Ce que les deux factions de la classe dirigeante ont en commun, c’est une peur profonde de la radicalisation politique de la classe ouvrière. Dans ses tirades fascistes, Trump se présente comme le meilleur mécanisme de l’oligarchie financière pour préserver le capitalisme et éliminer la menace du socialisme. La promotion du conflit racial par les démocrates est un mécanisme de division de la classe ouvrière.
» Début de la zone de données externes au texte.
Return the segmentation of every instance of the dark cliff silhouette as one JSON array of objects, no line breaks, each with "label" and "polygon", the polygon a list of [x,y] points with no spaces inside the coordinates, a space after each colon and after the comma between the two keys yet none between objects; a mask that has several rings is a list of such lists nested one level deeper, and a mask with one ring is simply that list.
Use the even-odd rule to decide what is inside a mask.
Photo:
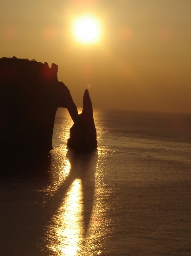
[{"label": "dark cliff silhouette", "polygon": [[57,78],[57,66],[27,59],[0,59],[0,143],[3,150],[49,152],[58,108],[74,121],[67,145],[76,151],[97,147],[92,106],[87,90],[78,115],[69,90]]}]

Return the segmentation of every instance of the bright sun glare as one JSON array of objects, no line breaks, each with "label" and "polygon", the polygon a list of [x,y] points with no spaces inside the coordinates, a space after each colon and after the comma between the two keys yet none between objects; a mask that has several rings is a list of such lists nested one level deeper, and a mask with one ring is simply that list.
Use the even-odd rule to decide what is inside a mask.
[{"label": "bright sun glare", "polygon": [[78,42],[83,44],[95,43],[101,37],[101,24],[98,19],[93,16],[81,16],[75,20],[73,32]]}]

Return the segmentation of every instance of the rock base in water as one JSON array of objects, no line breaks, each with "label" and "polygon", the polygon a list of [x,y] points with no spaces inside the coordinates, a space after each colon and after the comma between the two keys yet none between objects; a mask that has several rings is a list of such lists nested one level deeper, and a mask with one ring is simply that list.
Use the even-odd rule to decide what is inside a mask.
[{"label": "rock base in water", "polygon": [[89,151],[97,148],[96,131],[93,118],[92,104],[87,89],[83,99],[82,113],[79,121],[70,129],[67,146],[76,151]]}]

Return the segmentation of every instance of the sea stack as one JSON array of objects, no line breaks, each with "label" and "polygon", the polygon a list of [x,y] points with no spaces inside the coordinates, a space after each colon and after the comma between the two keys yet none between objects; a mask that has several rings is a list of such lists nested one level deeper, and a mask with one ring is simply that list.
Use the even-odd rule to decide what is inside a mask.
[{"label": "sea stack", "polygon": [[[49,67],[47,62],[43,64],[34,60],[30,61],[16,57],[0,59],[1,151],[13,149],[49,152],[52,148],[54,119],[58,108],[68,109],[74,126],[83,135],[81,140],[77,139],[75,143],[72,139],[72,143],[68,146],[78,151],[79,148],[88,150],[96,147],[96,144],[93,147],[93,143],[84,142],[94,141],[95,135],[96,140],[88,92],[84,94],[84,114],[78,115],[69,90],[57,80],[57,66],[54,63]],[[90,110],[87,109],[89,107]],[[87,113],[91,113],[91,118]],[[90,129],[88,131],[89,127],[92,128],[93,132]],[[91,134],[93,139],[90,138]],[[88,139],[85,138],[85,135]]]},{"label": "sea stack", "polygon": [[85,90],[82,112],[79,122],[74,123],[70,129],[67,146],[79,152],[86,152],[97,148],[96,131],[93,117],[92,104],[88,90]]}]

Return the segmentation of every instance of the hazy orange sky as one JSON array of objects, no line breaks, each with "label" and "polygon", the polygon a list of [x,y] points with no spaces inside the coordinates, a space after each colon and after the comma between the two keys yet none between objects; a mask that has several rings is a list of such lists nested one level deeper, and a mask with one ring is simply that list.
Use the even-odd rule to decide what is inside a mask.
[{"label": "hazy orange sky", "polygon": [[[72,24],[88,13],[100,41],[80,44]],[[191,0],[1,0],[0,58],[58,66],[78,106],[191,113]]]}]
Comme l’a écrit le président du comité de rédaction international du WSWS, David North, dans L’introduction à l'ouvrage «Le Projet 1619 du New York Times et la falsification racialiste de l'histoire»:

L’interaction de l’idéologie racialiste telle qu’elle s’est développée depuis plusieurs décennies dans les milieux universitaires et du programme politique du Parti démocrate est la force motrice du Projet 1619. En particulier dans des conditions de polarisation sociale extrême, où le socialisme suscite un intérêt et un soutien croissants, le Parti démocrate – en tant qu’instrument politique de la classe capitaliste – est soucieux de détourner l’attention dans le débat politique des questions soulevant le spectre de l’inégalité sociale et du conflit de classes. C’est là la fonction d’une réinterprétation de l’histoire plaçant la race au centre de son récit.

Il est d’une importance immense que la seule défense organisée des deux révolutions américaines ait été organisée par le World Socialist Web Site et le Parti de l’égalité socialiste. En dehors de l’intervention du mouvement trotskyste, la seule opposition au Projet 1619 serait venue de la droite.

Cela souligne une vérité plus profonde, à savoir que la défense des droits démocratiques, non seulement aux États-Unis, mais aussi sur le plan international, dépend de la mobilisation indépendante de la classe ouvrière pour le socialisme.

La Déclaration d’indépendance proclame le «droit» et le «devoir» de «modifier ou d’abolir» tout gouvernement qui devient destructeur de «la vie, la liberté et la poursuite du bonheur.» En changeant ce qui doit être changé, ces mots se lisent aujourd’hui comme une condamnation de la classe dirigeante et de l’ensemble du système social et économique qu’elle préside, ce qui s’est confirmé sous une forme horrifiante au cours de l’année et demie écoulée.

L’opposition au fascisme, à la dictature et à l’autoritarisme est impossible en dehors de la lutte pour l’établissement d’un gouvernement ouvrier, aux États-Unis et à l’échelle internationale afin d’étendre la démocratie à l’économie elle-même par l’expropriation des riches, l’abolition de la propriété privée des moyens de production et la construction d’une société socialiste fondée sur une égalité réelle.